I have always been in favour of doing what we can to increase the number of organs available for transplant. I share the desire to do what we can to meet the needs of those awaiting new organs. Its just that I have never believed that introducing 'presumed consent' will increase the number of organs at all, and there is not a shred of evidence to support those who claim it will. I always feel a surge of anger (which I've learned to contain) whenever I hear 'spokepersons' stating that the change will increase number of organs available by 25%. It is simply not true. At least the Welsh Gov't Health Minister has started to say "could increase etc" which I suppose is true even if deceptive.
Worth mentioning how impressive former Conservative AM, Jonathon Morgan was on the programme. Class act - clear, concise, confident, and leaving viewers with the impression that his view was based on evidence - the same evidence that informs my view, and everyone else prepared to study it. And it was clear he knew what he was talking about. Must admit I was a bit alarmed that the Health Minister repeatedly refused to use words that would make clear that next of kin's opinions would be over-ruled by clinicians if the Welsh law is introduced. She made herself sound like a politician trying to hide her true intentions. Left me thinking - So much for 'soft opt-out'.
Perhaps my greatest concern is that a change in Wales will damage the entire UK organ donation system. I am reluctant to become involved in what the Welsh Gov't does, but I do have a responsibility as an MP for the UK system. I have no choice but press the Dep't of Health to study the effects and make public what they calculate will happen, including the dangers. Will begin asking questions on the issue in the House of Commons.

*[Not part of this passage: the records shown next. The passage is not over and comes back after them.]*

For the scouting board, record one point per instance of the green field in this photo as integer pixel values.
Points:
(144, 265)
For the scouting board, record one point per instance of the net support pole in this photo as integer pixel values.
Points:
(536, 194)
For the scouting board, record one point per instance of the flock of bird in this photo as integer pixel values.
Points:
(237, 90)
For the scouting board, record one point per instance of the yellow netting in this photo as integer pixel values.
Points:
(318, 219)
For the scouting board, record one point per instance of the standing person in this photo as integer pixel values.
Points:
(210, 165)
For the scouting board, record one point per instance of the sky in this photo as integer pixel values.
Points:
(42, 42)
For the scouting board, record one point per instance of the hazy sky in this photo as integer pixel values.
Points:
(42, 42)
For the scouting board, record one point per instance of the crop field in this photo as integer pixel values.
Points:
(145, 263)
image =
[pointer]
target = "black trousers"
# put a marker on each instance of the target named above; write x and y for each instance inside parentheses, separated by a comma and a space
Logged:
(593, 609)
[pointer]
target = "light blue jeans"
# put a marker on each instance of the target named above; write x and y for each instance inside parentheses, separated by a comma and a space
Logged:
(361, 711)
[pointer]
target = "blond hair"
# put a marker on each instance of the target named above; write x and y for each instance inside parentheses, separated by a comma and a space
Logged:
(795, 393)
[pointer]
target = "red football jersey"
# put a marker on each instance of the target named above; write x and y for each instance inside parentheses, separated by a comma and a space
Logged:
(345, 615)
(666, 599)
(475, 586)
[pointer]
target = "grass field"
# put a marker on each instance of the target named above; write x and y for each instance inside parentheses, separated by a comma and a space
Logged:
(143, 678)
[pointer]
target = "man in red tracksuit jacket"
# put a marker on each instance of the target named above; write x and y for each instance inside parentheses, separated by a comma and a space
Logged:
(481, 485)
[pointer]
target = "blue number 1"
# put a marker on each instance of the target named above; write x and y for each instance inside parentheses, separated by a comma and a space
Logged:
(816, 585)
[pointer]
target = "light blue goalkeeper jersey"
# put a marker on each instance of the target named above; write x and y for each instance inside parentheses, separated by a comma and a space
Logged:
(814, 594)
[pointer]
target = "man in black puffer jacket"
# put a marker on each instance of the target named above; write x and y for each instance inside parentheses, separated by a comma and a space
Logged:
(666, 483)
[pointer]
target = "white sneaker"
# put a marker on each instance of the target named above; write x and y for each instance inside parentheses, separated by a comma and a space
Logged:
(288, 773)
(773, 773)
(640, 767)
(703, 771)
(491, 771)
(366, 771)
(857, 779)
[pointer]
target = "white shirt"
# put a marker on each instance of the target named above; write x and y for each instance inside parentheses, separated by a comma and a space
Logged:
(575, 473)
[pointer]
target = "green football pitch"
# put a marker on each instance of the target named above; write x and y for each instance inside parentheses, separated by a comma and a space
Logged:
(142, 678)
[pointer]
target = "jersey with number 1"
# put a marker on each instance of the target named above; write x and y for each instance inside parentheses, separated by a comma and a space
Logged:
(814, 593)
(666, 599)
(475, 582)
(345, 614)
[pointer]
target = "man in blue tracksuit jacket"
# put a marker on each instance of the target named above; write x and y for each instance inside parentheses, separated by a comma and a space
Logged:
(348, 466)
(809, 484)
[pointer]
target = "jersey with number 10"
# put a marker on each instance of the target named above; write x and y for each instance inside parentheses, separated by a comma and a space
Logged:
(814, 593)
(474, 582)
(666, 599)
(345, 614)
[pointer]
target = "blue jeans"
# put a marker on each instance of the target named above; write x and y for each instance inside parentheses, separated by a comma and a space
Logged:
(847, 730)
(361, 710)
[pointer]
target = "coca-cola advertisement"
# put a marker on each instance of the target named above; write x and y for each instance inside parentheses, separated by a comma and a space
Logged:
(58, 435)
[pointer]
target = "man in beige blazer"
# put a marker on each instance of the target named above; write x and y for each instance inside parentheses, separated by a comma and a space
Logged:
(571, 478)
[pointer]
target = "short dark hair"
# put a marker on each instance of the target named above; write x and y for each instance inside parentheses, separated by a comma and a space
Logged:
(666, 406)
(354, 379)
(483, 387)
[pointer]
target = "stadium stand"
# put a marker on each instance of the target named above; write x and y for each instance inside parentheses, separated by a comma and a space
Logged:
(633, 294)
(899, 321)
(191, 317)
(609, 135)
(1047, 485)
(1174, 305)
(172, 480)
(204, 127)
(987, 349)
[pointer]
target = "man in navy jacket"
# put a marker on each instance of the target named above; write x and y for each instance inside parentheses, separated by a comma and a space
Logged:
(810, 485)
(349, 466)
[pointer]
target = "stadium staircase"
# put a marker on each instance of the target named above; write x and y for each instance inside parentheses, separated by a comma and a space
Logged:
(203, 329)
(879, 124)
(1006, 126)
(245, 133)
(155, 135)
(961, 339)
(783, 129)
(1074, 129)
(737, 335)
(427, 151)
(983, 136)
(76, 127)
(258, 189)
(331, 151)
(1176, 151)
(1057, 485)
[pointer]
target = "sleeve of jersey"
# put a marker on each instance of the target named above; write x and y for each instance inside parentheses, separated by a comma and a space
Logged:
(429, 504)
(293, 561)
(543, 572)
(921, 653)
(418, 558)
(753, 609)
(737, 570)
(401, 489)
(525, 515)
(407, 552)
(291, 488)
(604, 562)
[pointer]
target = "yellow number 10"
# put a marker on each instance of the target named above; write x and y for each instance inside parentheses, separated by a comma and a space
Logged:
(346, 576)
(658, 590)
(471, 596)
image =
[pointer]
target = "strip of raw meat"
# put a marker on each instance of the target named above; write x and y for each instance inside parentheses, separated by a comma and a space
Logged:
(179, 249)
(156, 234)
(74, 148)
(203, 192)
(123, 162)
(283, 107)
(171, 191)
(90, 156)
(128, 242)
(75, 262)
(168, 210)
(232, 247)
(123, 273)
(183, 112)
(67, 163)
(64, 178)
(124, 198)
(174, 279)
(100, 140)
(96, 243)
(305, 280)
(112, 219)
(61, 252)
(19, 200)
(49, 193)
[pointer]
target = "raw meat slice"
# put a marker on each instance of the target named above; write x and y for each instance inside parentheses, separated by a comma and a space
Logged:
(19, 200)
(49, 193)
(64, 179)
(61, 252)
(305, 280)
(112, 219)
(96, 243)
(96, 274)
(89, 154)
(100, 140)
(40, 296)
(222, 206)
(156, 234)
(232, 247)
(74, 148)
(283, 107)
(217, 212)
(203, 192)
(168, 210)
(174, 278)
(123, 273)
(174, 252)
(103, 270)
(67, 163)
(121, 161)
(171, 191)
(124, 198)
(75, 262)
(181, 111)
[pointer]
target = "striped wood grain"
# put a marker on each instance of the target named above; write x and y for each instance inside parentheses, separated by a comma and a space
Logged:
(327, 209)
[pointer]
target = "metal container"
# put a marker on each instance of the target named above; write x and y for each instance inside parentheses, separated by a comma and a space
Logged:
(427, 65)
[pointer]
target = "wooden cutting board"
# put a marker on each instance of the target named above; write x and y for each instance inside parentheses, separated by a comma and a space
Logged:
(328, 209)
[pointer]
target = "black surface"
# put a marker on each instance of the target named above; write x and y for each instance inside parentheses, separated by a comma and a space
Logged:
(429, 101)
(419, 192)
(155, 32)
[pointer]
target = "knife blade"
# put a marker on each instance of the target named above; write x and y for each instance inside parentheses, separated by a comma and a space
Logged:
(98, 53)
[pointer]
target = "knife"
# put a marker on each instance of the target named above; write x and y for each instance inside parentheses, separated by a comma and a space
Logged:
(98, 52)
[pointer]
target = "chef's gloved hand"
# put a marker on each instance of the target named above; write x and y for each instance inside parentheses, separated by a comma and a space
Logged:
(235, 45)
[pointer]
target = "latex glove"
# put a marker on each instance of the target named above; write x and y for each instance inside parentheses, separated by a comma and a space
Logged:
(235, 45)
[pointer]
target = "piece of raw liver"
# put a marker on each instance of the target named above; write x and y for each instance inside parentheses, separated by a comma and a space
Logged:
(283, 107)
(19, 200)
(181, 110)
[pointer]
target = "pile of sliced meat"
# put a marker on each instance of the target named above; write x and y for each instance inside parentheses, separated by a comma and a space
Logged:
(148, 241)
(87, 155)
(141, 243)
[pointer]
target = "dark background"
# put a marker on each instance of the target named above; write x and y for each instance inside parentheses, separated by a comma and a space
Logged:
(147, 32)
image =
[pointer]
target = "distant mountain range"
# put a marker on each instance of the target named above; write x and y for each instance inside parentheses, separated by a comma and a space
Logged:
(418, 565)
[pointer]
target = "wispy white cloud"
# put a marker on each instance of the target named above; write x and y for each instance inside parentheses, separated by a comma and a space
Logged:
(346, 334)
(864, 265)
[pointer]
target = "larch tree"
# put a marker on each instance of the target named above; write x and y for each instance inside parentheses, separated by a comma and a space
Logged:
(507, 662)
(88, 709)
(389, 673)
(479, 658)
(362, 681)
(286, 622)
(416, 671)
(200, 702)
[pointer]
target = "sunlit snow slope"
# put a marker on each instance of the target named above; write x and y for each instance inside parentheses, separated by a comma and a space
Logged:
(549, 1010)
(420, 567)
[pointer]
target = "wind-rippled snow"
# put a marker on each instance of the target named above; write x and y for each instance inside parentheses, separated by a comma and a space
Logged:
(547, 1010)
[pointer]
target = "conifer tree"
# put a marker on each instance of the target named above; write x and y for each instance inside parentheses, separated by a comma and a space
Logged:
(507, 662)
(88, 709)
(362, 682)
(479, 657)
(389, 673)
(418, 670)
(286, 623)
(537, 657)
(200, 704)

Another concern I have is that I cannot believe that the welsh Gov't has competence to pass a law which so clearly threatens the human rights of individuals. If no transplants are allowed to take place without next of kin approval, I can see that the proposal may fall within Welsh Gov't competence - but not otherwise. As sure as night follows day, an organ would be taken from someone who's next of kin objects and takes a case to the European Court of Human Rights. This proposal, if enacted, will inevitably finish up in the Supreme Court. I have taken no pleasure at all in writing this blog post.